The natural history of HBeAg-negative chronic HBV infection becomes clearer, and a significant proportion of patients may have advanced liver fibrosis at presentation. In general, the long-term outcomes including risk of liver cirrhosis and HCC development in patients with HBeAg-negative chronic hepatitis B are distinct from those with HBeAg-positive chronic hepatitis.
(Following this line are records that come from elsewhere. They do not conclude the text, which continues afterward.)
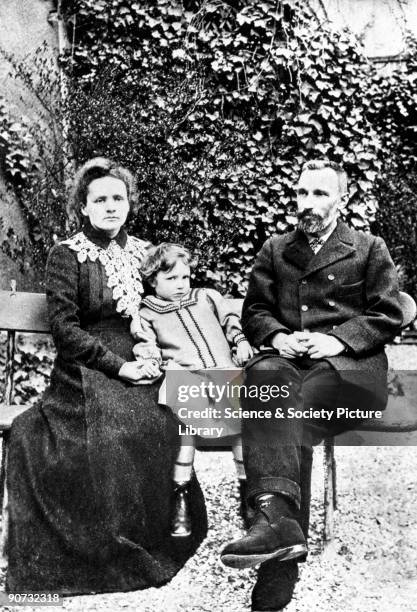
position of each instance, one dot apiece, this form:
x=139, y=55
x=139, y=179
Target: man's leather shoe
x=272, y=536
x=275, y=585
x=181, y=519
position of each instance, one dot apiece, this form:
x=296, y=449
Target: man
x=322, y=302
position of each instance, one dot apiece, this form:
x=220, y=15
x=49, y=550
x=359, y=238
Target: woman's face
x=107, y=205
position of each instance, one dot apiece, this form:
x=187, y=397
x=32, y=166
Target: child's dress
x=193, y=339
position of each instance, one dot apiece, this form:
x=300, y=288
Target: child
x=188, y=330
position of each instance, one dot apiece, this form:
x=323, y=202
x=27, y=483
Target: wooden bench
x=27, y=313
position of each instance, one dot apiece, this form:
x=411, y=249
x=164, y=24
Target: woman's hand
x=243, y=353
x=150, y=369
x=132, y=371
x=137, y=330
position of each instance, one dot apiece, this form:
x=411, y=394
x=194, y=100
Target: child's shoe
x=181, y=519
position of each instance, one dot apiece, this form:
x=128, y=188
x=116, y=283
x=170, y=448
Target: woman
x=90, y=467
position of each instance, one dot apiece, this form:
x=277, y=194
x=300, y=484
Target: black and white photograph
x=208, y=305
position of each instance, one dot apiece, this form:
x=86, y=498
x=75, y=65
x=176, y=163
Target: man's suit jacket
x=349, y=289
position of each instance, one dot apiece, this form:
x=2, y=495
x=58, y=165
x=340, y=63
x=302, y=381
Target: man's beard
x=311, y=223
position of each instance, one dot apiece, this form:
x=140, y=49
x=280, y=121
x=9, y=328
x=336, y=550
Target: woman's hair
x=163, y=258
x=98, y=167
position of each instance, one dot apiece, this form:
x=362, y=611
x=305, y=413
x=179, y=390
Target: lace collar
x=121, y=258
x=162, y=306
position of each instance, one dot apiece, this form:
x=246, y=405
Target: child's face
x=173, y=285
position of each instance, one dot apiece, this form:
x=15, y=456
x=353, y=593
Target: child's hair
x=163, y=258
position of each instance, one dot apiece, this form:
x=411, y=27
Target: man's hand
x=320, y=346
x=288, y=345
x=243, y=353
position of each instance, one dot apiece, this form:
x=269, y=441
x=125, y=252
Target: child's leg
x=238, y=457
x=184, y=463
x=183, y=468
x=244, y=509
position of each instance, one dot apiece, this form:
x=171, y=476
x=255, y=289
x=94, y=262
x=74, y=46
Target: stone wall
x=380, y=24
x=24, y=27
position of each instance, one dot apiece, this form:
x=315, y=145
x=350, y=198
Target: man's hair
x=96, y=168
x=163, y=258
x=322, y=164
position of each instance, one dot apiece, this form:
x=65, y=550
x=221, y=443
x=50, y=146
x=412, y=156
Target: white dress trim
x=122, y=268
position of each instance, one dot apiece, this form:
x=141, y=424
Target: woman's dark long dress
x=90, y=466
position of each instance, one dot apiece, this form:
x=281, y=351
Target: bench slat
x=24, y=312
x=9, y=412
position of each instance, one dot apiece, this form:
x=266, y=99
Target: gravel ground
x=370, y=566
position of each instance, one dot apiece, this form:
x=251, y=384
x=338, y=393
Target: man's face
x=318, y=200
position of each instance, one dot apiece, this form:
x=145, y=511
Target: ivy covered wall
x=215, y=105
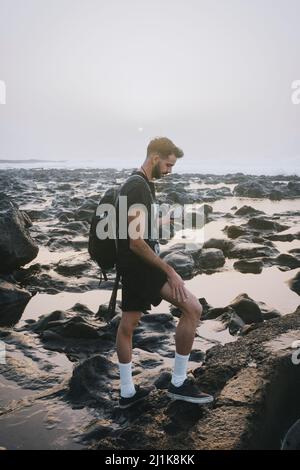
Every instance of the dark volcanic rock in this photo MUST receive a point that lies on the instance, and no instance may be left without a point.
(183, 263)
(251, 250)
(252, 266)
(246, 309)
(219, 243)
(91, 380)
(247, 210)
(16, 245)
(295, 283)
(13, 301)
(234, 231)
(209, 258)
(261, 223)
(250, 189)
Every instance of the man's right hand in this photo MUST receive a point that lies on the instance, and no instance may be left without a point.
(179, 291)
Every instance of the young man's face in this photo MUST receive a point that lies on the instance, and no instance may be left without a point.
(163, 166)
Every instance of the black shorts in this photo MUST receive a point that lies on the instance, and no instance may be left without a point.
(141, 287)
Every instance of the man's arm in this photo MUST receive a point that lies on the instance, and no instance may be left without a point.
(142, 249)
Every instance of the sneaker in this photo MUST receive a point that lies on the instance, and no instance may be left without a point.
(140, 394)
(190, 392)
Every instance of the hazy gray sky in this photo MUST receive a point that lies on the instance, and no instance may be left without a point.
(95, 79)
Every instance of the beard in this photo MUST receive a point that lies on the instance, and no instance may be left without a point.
(156, 173)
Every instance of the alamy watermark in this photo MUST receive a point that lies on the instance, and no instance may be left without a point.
(166, 221)
(2, 92)
(295, 97)
(2, 353)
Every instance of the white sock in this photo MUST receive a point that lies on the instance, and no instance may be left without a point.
(127, 386)
(180, 369)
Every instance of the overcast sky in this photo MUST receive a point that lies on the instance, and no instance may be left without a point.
(97, 79)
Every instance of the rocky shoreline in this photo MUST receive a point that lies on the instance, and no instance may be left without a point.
(64, 361)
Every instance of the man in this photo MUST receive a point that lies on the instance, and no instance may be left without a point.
(147, 279)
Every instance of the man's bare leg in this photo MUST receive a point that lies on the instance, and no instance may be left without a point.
(127, 325)
(180, 387)
(189, 320)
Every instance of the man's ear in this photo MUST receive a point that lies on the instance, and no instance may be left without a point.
(155, 158)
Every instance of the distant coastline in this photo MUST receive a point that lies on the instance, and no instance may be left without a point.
(32, 160)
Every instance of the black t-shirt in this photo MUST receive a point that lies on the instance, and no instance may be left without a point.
(138, 191)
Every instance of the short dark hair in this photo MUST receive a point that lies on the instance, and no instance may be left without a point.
(164, 147)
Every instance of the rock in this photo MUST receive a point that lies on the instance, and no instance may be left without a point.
(73, 267)
(293, 188)
(104, 313)
(250, 189)
(234, 231)
(246, 309)
(43, 322)
(183, 263)
(17, 248)
(163, 381)
(291, 440)
(276, 195)
(295, 283)
(282, 237)
(214, 313)
(261, 223)
(247, 210)
(160, 318)
(285, 259)
(92, 378)
(251, 250)
(252, 266)
(13, 301)
(209, 258)
(84, 215)
(220, 244)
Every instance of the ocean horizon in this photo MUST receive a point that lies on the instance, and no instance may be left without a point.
(181, 169)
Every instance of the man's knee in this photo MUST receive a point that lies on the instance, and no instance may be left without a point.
(128, 324)
(193, 310)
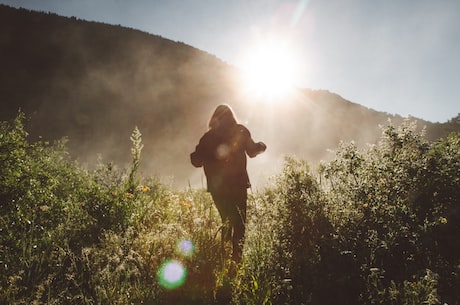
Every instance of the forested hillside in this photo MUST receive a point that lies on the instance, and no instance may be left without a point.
(93, 83)
(374, 226)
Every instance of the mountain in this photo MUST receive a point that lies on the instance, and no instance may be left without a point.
(94, 82)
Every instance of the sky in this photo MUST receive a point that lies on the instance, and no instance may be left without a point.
(396, 56)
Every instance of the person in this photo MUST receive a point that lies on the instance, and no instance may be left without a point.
(222, 151)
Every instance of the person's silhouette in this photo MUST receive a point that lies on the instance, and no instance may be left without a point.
(222, 152)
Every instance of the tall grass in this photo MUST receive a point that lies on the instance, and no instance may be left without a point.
(379, 226)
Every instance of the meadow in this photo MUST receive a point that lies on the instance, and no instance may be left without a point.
(373, 226)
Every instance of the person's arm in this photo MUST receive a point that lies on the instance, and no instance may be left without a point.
(197, 157)
(253, 148)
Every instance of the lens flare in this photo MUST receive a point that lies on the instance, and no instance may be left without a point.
(172, 274)
(185, 247)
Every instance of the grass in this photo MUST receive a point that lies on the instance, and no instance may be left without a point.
(378, 226)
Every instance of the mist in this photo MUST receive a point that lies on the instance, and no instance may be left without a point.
(94, 83)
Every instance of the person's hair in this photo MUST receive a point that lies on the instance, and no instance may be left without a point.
(223, 116)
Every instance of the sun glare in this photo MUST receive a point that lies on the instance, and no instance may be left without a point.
(270, 71)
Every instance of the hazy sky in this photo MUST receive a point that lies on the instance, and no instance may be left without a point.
(397, 56)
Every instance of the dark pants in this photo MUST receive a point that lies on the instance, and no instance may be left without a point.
(231, 204)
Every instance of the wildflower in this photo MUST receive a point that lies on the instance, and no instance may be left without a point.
(186, 203)
(143, 188)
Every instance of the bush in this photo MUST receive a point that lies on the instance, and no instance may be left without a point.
(374, 226)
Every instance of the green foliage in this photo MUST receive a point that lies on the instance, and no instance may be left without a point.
(379, 226)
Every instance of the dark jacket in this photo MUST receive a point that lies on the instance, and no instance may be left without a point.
(222, 153)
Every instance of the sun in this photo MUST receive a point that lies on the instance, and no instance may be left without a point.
(270, 71)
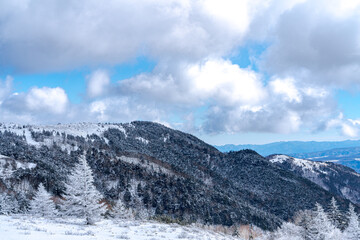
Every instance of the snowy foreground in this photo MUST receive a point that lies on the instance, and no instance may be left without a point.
(18, 227)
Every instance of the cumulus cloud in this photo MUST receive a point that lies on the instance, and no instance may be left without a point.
(313, 46)
(53, 35)
(317, 42)
(98, 83)
(5, 88)
(36, 105)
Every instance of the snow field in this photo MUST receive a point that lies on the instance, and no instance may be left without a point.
(18, 227)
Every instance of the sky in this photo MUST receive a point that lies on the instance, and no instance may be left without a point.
(230, 71)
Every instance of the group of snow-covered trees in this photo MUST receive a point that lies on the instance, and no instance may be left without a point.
(81, 198)
(320, 225)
Chronic persistent infection, cirrhosis, male gender and advanced age are the well-known risk factors associated with the development of HBV-related HCC. In addition, the clinical relevance of HBV genotypes has been emphasized. In summary, patients with genotype C infection have a higher positive rate of HBeAg and more severe liver disease. Our recent study also showed that basal core-promoter mutant of HBV may increase the risk of HCC development for both genotypes B and C infection. Of particular note is all these studies were based on HBV carriers irrespective of HBeAg status. A recent report indicated that HBeAg positivity is significantly associated with the development of HCC in male carriers, suggesting chronic inflammation may provide a carcinogenic background for hepatocyte. Therefore, it is interesting and important to clarify the molecular virologic factors that contribute to the progression of liver disease in HBeAg-negative chronic hepatitis B. In this study, we thus investigated the association of HBV genotypes as well as precore/basal core-promoter mutants with the clinical and virological characteristics of patients with HBeAg-negative chronic HBV infection in Taiwan.